The Founder of Celsius Pleads Not Guilty to Fraud and Manipulation Charges
The founder and former chief executive of crypto lender Celsius, Alexander Mashinsky, has pleaded not guilty to charges of fraud and manipulation of the CEL token. Mashinsky was arrested and his bail was set at $40 million by a U.S. District Judge. He is accused of misleading investors and manipulating the price of his token. Mashinsky’s travel will be restricted, and he cannot open new bank or crypto accounts. The bond for his release will be secured by a financial claim on his New York City home and bank account.
Key Points:
- Founder of Celsius, Alexander Mashinsky, pleads not guilty to charges of fraud and manipulation.
- Mashinsky’s bail is set at $40 million by a U.S. District Judge.
- He is accused of misleading investors and manipulating the price of the CEL token.
- Mashinsky will have travel restrictions and cannot open new bank or crypto accounts.
- The bond for his release will be secured by a financial claim on his New York City home and bank account.

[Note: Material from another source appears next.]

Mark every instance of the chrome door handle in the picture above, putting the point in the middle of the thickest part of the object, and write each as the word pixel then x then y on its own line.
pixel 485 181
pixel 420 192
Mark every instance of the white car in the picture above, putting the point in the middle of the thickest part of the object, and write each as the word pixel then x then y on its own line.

Lawyers for Mashinsky have stated that he vehemently denies the allegations and looks forward to vigorously defending himself in court against these baseless charges.
Hot Take:
The arrest and charges against Alexander Mashinsky, founder of Celsius, highlight the increasing scrutiny and regulatory actions being taken against individuals in the cryptocurrency industry. It serves as a reminder for investors and users to exercise caution and conduct thorough due diligence before engaging with any crypto project.